Minggu, 22 Maret 2015

Diary Riry

Sabtu, 21 Maret 2015

Dear diary, pertanyaan itu hadir lagi...

"Riry, kamu sudah punya calon belum?"

Ah, pertanyaan semacam ini mungkin biasa diterima oleh para jomblo di usiaku sekarang.

Meski demikian, tetap saja aku selalu bingung menjawabnya.

Bila menjawab ada, berarti aku berbohong, karena pada kenyataannya aku belum terikat pada siapapun. Namun bila menjawab belum ada, aku khawatir pertanyaan itu akan berbuntut panjang.

Seperti yang pernah terjadi dulu. Tiba-tiba saja orang itu datang ke rumah dan ingin bertemu keluargaku.

Diary... ini sudah kali keempat.

Aku sadar bahwa cepat atau lambat, aku memang harus memutuskan pilihan. Tapi aku terus saja mengulur-ulur waktu.

Biodata pribadi yang diminta oleh guru ngaji pun belum juga ku selesaikan. Padahal tentu saja itu  dimaksudkan untuk mempermudah proses ta'aruf ku nanti ke jenjang pernikahan.

Diary, pertanyaan itu sekarang semakin mengganggu.

Sebab kali ini diajukan oleh Hanif. Seorang teman lama yang baru saja menyelesaikan program magisternya.

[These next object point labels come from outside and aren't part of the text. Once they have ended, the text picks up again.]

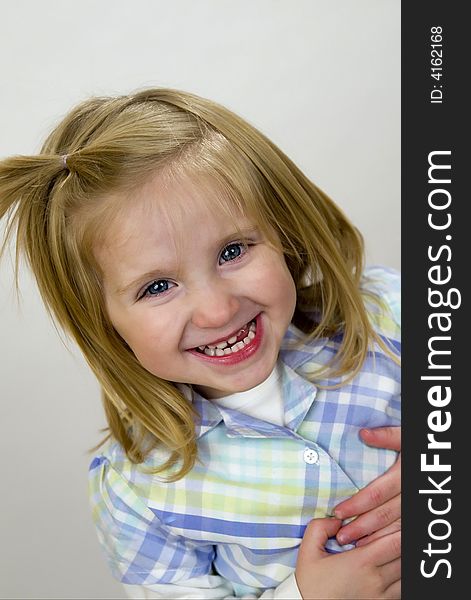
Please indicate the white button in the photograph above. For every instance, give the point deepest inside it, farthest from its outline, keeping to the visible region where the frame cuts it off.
(311, 457)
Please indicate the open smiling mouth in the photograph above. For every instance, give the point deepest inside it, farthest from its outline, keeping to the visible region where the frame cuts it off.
(240, 345)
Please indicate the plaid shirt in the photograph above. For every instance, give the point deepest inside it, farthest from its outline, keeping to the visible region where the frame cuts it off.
(242, 510)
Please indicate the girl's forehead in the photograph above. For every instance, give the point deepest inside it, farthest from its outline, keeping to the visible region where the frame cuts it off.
(175, 209)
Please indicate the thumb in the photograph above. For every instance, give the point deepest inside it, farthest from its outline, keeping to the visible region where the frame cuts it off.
(383, 437)
(316, 535)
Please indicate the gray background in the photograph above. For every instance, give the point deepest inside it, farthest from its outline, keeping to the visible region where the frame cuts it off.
(320, 78)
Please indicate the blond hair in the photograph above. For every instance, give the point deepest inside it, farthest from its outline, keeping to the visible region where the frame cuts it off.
(106, 145)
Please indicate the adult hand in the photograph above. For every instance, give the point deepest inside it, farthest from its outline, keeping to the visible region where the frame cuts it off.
(378, 505)
(373, 571)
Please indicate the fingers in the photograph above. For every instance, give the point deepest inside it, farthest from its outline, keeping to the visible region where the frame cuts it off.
(374, 520)
(391, 572)
(316, 535)
(392, 528)
(394, 591)
(373, 495)
(384, 550)
(382, 437)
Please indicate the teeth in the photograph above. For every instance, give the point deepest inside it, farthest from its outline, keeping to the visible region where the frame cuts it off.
(231, 345)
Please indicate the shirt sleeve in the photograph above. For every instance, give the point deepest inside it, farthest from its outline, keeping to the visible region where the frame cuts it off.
(139, 548)
(213, 587)
(150, 560)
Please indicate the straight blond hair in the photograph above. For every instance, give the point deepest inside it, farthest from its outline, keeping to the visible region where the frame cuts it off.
(55, 203)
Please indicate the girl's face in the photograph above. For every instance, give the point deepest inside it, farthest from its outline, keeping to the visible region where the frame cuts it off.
(194, 302)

Aku tak tahu banyak tentangnya, namun insyaallah dia pribadi yang shalih.

Diary, bukankah seharusnya aku bersyukur sekarang? Hanif adalah sosok yang cukup sempurna untuk menjadi pendamping hidup.Tapi nyatanya hatiku masih saja bimbang. Apa karena aku masih mengharapkan Fadhil?

Padahal sampai sekarang aku bahkan tidak tahu kabarnya. Semenjak lulus kuliah, aku tak pernah bertemu lagi dengan Fadhil.

Sepertinya dia masih saja berkutat dengan urusan skripsi. Entah karena kesulitan, sengaja menunda atau memang sudah tak peduli dengan studinya.

Diantara kami memang tak ada ikatan apapun. Hanya saja... sejak lama aku sudah menaruh simpati padanya.

Keterlibatan kami dalam organisasi kampus yang sama membuatku sedikit banyak mengenalnya. Fadhil adalah sosok aktivis yang bersemangat dan berani menentang arus.

Diary, apa aku terlalu naif? Mungkin saja Fadhil sudah memiliki rencana menikah dengan orang lain setelah lulus kuliah. Sampai kapan aku mau menunggu sesuatu yang tak pasti? Sedangkan kini Hanif datang menawarkan masa depan yang baik.

Tapi...

Apa benar aku sanggup menjalani kehidupan rumah tangga bersama Hanif? Meski awalnya tanpa rasa apa-apa.

Akankah waktu bisa menumbuhkan cinta? Bila ternyata tidak, apa aku tetap bisa bahagia dengannya?

Diary, tak disangka keputusan untuk menikah ini akan menjadi sangat sulit.

Aku tak ingin salah memutuskan. Aku ingin bila pernikahan itu terjadi, maka itu adalah pernikahan sekali seumur hidup dan menjadi pernikahan yang ku syukuri hingga maut menjemput.

Heem... tak terasa sekarang sudah hampir jam 2 malam. Sebaiknya aku sholat istikharah saja dulu. Lebih baik ku serahkan urusan ini pada Sang Pemilik Kehidupan. Aku yakin, Allah Maha Tahu, jodoh yang terbaik untukku.

Selamat malam diary :)
Salam sayang, Riry.

**cerpen by dhini iffansyah**

Minggu, 15 Maret 2015

Mimpi Menulis

Sejak lama saya memang suka menulis. Tapi tak pernah berpikir kalau saya benar-benar "bisa" menulis. Satu hal yang saya tahu, saya senang berbagi lewat tulisan.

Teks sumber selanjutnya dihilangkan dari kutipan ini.